Open Michelvl92 opened 5 months ago
You can ref
network->getInput(0)->setAllowedFormats(static_cast<TensorFormats>(1 << static_cast<int32_t>(TensorFormat::kLINEAR)));
network->getInput(0)->setType(DataType::kINT8);
@lix19937 thanks for your reaction, how would you do this in python?
formats = 1 << int(tensorrt.TensorFormat.LINEAR)
network.get_input(0).allowed_formats = formats
network.get_input(0).dtype = tensorrt.DataType.INT8
@lix19937 thx, do I need to change anything during the quantization process with nvidia pytorch-quantization-toolkit (can it influence model accuracy?), before I apply INT8 to the TensorRT conversions
By default, my input trt graph looks as below
pytorch-quantization need retrain (fine tune), which need you eval model accuracy.
I know (already done), but what I mean with the pytorch-quantization, do I need to set and/or finetune wint int8 input as well?
Do not need.
How should I do then the normalization?
Your net input if fp32 NCHW, then auto reformat to int8 NCHW (for int8 cnn), you need not do anything.
If you want to improve infer speed, you can fusion your preprocess (maybe int8 BGR img do some normal like (x*scale-mean/std) ), can reformat free.
If you want to improve infer speed, you can fusion your preprocess (maybe int8 BGR img do some normal like (x*scale-mean/std) ), can reformat free.
Do you have an example of how to do this in python?
If you use python, you can use transforms.Normalize()
, or use numpy
https://github.com/NVIDIA/TensorRT/blob/release/10.0/demo/Diffusion/utilities.py#L335
I do get what you mean, but do not understand how to fuse preprocessing to improve inference in my case?
So, what should i do where (without accuracy loss)?
During trt inference with int8 input, should I only do: int8_array = (uint8_array - 128).astype(np.int8)
?
Or should I also do this during int8 calibration?
And what aboutn unit8 input?
If your net input is BCHW format with RGB channels float32 (0.0-1.0)
, you need not do anything.
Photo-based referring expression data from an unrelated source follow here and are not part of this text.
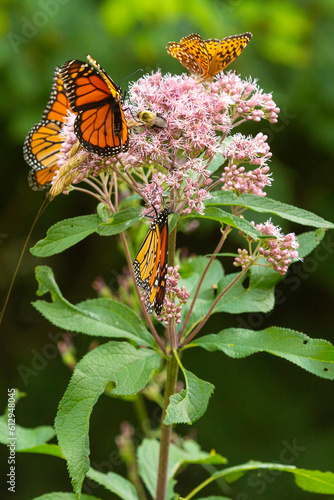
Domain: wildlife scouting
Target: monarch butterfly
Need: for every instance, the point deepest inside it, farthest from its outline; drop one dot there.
(100, 125)
(42, 144)
(205, 58)
(151, 263)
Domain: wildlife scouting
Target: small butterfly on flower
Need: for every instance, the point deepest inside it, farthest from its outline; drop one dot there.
(205, 58)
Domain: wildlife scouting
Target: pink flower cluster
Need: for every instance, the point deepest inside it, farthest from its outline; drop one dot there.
(200, 119)
(247, 100)
(173, 291)
(254, 151)
(279, 251)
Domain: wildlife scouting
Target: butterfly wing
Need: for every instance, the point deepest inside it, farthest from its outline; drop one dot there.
(100, 125)
(43, 143)
(41, 150)
(147, 265)
(192, 54)
(151, 263)
(161, 289)
(224, 52)
(58, 104)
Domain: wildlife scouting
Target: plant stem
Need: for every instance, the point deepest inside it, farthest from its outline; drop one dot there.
(166, 430)
(208, 314)
(172, 368)
(213, 256)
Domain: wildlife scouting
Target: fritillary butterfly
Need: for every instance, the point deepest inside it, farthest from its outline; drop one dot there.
(205, 58)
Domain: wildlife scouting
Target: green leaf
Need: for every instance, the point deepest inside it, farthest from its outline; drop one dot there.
(235, 221)
(98, 317)
(65, 234)
(120, 221)
(309, 241)
(191, 403)
(45, 449)
(114, 483)
(258, 296)
(116, 362)
(267, 205)
(314, 355)
(190, 453)
(25, 438)
(191, 272)
(309, 480)
(59, 495)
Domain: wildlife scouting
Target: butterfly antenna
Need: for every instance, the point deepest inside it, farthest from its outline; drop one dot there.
(39, 213)
(131, 74)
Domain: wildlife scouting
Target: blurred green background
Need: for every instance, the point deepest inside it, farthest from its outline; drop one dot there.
(261, 403)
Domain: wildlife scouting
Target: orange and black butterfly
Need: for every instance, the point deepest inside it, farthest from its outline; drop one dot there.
(42, 144)
(151, 263)
(100, 125)
(205, 58)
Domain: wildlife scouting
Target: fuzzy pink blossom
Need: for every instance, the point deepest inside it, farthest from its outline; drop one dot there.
(243, 258)
(200, 119)
(241, 181)
(254, 151)
(280, 251)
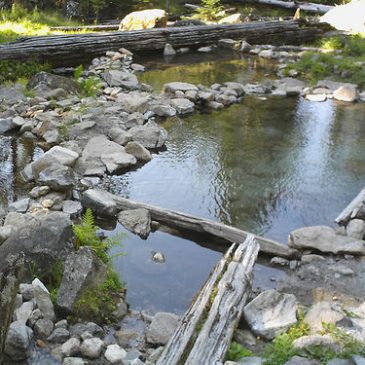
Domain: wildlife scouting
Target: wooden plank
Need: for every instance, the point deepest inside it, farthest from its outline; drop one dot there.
(71, 49)
(207, 327)
(189, 223)
(352, 209)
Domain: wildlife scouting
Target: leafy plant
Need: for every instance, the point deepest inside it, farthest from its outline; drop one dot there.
(89, 86)
(236, 352)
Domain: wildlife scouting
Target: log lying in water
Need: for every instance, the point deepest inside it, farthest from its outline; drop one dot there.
(207, 327)
(71, 49)
(352, 209)
(189, 223)
(309, 7)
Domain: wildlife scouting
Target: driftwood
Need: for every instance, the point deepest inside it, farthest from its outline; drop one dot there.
(309, 7)
(207, 327)
(192, 224)
(71, 49)
(352, 209)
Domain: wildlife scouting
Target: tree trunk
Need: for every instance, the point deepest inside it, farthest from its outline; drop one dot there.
(64, 50)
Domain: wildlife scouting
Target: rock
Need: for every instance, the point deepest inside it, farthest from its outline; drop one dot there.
(23, 313)
(356, 229)
(83, 269)
(137, 221)
(121, 79)
(43, 328)
(169, 50)
(43, 299)
(74, 361)
(72, 208)
(71, 347)
(271, 313)
(319, 313)
(151, 137)
(101, 202)
(324, 239)
(325, 341)
(138, 151)
(182, 105)
(114, 353)
(58, 177)
(92, 347)
(115, 162)
(45, 81)
(172, 87)
(347, 93)
(298, 360)
(145, 19)
(162, 328)
(229, 44)
(18, 340)
(59, 335)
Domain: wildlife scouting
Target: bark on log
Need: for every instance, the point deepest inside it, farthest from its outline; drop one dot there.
(71, 49)
(352, 209)
(309, 7)
(189, 223)
(9, 283)
(203, 338)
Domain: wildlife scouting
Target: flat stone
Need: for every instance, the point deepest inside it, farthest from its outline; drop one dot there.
(162, 328)
(271, 313)
(325, 239)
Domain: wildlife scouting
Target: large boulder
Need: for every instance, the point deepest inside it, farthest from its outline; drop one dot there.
(325, 239)
(271, 313)
(44, 239)
(145, 19)
(83, 269)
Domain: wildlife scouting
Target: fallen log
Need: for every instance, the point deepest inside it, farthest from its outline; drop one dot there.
(352, 209)
(309, 7)
(189, 223)
(207, 327)
(72, 49)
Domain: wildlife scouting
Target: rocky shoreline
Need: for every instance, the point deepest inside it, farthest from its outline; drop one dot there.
(116, 132)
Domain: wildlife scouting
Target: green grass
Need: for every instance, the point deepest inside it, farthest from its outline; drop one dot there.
(348, 65)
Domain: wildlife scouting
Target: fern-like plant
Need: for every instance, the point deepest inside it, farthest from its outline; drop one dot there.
(86, 235)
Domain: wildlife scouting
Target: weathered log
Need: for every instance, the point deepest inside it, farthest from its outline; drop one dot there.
(309, 7)
(72, 49)
(207, 327)
(189, 223)
(352, 209)
(9, 283)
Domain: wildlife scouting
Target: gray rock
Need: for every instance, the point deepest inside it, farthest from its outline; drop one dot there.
(356, 228)
(271, 313)
(71, 347)
(43, 299)
(72, 207)
(182, 105)
(83, 269)
(169, 50)
(151, 137)
(43, 328)
(137, 221)
(162, 328)
(324, 239)
(114, 353)
(92, 348)
(298, 360)
(58, 177)
(23, 313)
(18, 340)
(138, 151)
(322, 312)
(101, 202)
(59, 335)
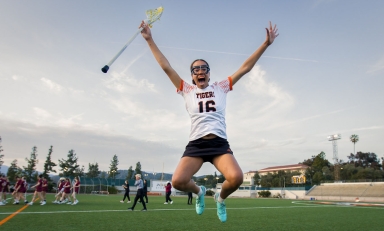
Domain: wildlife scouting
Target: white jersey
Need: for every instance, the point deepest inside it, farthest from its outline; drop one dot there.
(206, 107)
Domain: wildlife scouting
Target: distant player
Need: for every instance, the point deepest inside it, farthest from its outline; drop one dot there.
(38, 189)
(60, 190)
(5, 189)
(126, 194)
(168, 191)
(44, 189)
(15, 193)
(2, 184)
(66, 191)
(75, 190)
(139, 195)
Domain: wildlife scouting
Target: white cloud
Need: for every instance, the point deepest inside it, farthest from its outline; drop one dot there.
(17, 77)
(52, 85)
(41, 113)
(379, 66)
(269, 92)
(123, 83)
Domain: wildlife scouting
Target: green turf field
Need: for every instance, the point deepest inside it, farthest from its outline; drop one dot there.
(97, 212)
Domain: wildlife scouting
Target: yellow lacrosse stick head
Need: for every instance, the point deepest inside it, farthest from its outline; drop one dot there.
(154, 15)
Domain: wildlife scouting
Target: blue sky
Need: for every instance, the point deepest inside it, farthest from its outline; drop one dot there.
(323, 75)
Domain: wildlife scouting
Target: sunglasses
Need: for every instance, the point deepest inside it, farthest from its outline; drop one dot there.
(204, 68)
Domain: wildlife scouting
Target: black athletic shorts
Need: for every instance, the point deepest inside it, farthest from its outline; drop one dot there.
(207, 148)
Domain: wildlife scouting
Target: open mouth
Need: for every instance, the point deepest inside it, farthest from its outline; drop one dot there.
(201, 80)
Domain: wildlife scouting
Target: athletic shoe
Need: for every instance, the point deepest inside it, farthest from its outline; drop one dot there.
(200, 203)
(221, 209)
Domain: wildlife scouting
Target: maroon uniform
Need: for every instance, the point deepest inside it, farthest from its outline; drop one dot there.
(61, 185)
(67, 187)
(77, 186)
(22, 185)
(39, 187)
(45, 185)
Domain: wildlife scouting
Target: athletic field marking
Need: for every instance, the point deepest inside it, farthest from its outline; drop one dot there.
(2, 222)
(301, 204)
(155, 210)
(341, 203)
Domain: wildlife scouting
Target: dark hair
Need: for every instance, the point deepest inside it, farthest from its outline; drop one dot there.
(190, 68)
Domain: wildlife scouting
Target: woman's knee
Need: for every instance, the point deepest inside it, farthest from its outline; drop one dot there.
(179, 183)
(235, 179)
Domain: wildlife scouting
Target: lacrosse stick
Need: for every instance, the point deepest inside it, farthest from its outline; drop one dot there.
(152, 16)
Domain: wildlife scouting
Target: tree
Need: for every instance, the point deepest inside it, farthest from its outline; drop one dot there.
(31, 166)
(93, 170)
(113, 167)
(13, 170)
(49, 165)
(130, 173)
(80, 171)
(365, 159)
(69, 166)
(1, 155)
(256, 179)
(138, 168)
(103, 175)
(354, 139)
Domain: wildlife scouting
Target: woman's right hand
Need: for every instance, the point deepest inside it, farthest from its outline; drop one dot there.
(146, 32)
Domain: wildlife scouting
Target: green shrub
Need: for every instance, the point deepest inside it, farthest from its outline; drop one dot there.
(209, 193)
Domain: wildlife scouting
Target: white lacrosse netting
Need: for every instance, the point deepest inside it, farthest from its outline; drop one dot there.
(152, 16)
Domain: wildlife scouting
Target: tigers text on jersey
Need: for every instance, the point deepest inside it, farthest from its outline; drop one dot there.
(206, 107)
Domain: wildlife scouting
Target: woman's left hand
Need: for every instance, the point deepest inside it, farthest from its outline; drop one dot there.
(271, 33)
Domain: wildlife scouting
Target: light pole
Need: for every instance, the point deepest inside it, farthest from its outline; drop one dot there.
(334, 139)
(65, 171)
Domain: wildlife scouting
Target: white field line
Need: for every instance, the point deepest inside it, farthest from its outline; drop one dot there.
(156, 210)
(304, 205)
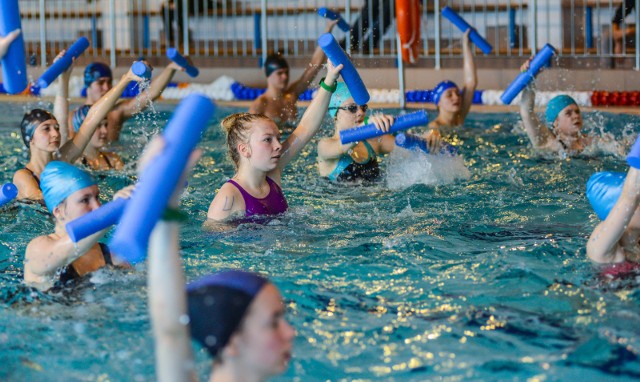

Let trt do reformat (matmul and permute)
BTW, usually img are uint8 BGR data, so I consider fuse this in trt inference.
If your net input is BCHW format with RGB channels float32 (0.0-1.0) , you need not do anything. Let trt do reformat (matmul and permute)__ Yes, this is currently happening, but the reformat takes "a lot" of time. Furthermore, I need copy more data FP32 vs INT8
BTW, usually img are uint8 BGR data, so I consider fuse this in trt inference. Could you provide an example on how to do this?
BTW, usually img are uint8 BGR data, so I consider fuse this in trt inference.
uint8 as input (assume HWC ) -->
do some normalize (now if fp32) + permute (HWC->CHW) + mul( * q_scale) -->
int8 (CHW) output to nn-net
the step 2 should write a cuda kernel to improve speed.
uint8-in --> int8-out
, reduced one type conversion(CAST).
how to get the q_scale
?
You can upload qat.onnx .
how to get the
q_scale
?
q_scale from adjacency conv`s q scale.
@Michelvl92
Hello. Would you provide the following example code?
By using pytorch-quantization i was able to create TensorRT engine models that are (almost) fully int8 and have lower latencies than FP16 equivalent models.
I want to convert my custom model into TensorRT 10.5 engine, and run int8 inference, but there are few materials I can refer to. I would appreciate it if you provide the example code.
By using pytorch-quantization i was able to create TensorRT engine models that are (almost) fully int8 and have lower latencies than FP16 equivalent models.
One of the downsides is that the input is reformatted from FP32 to INT8 for the next 2D Conv. This takes up to 5% of the total latency budget of the model. On the other hand, I need to cast my images from uint8/int8 to FP32. As you can see this is not efficient and introduces double casting + transferring 4x more memory to the GPU for inference, which is not needed since the model is fully int8.
Is there a possibility to create engines that have (u)int8 input? And do I need to adopt anything during quantization?